Hurriedly pack and wash, and take an elevator to deck 9 where there is a gangway to the Hoek van Holland terminal. Immigration takes one look at my burgeoning bergen and asks for evidence that i will be leaving the Schengen Area at some specific date in the future.
“So where are you going?”
“And where are you going after that?”
“Ok…and where are you going after that?”
“Stockholm, then Riga, then…”
“Are you saying you are travelling the whole of Europe in a few days?”
On the track outside the Hoek van Holland ferry terminal, i meet a nice Malaysian couple attempting to get to Amsterdam as well. The trick is to get the train to Schiedum Centraal (“Sprinter Rotterdam Centraal”) and then take a connecting train from Platform 5 to Amsterdam Centraal. Love the double-decker concept.
Left Luggage in Amsterdam Centraal Station is operated by credit card. Credit cardless types ask fellow travellers to pay for them and then refund them in cash. Because of a flaw in the process, it is important to check the locker number on the printed barcoded receipt – a German family accidentally pay for my locker.
Canals, canals, canals!
Then, there is looking the wrong way. Not recognising tram tracks. Almost being run over by a tram. Almost being run over by a tram, then immediately almost being run over by several bicycles.
Bicycles. Dutch-style bicycles, of course. Dutch-style bicycles with wooden fruit crates, or with baby carriers. Riding bicycles with a brolly in one hand.
cheese for tourists, sausages for tourists, flower market for tourists, dressing up for tourists
paintings of canal houses, porcelain miniature canal houses, postcards of canal houses, Oud Delft pottery that look like bad copies of Ming vases
Manneken Pis frites. Eating hot crisp fat frites in the steady drizzle.
Lanskroon – “the best stroopwafel in Amsterdam”. Their cat comes straight up to me and starts nuzzling incessantly.

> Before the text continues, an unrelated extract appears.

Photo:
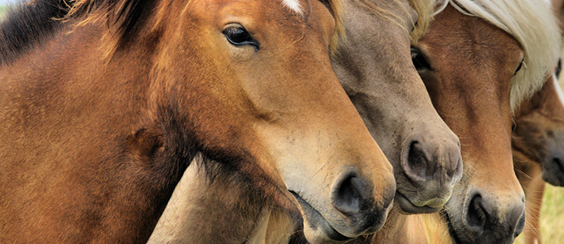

Sweet Cup Cafe. Microroastery. Giesen roaster. Chefke the Bassett waiting for the last member of his pack. Indie-coffeeshops as third places for communities and staging posts for travellers. Specialists. “You don’t want to smell my Kenyan? Don’t you like my coffee?”. Providing counselling for aeropress angst. “We only do single origin coffees. Those people who blend are trying to hide bad coffee or making the price lower.”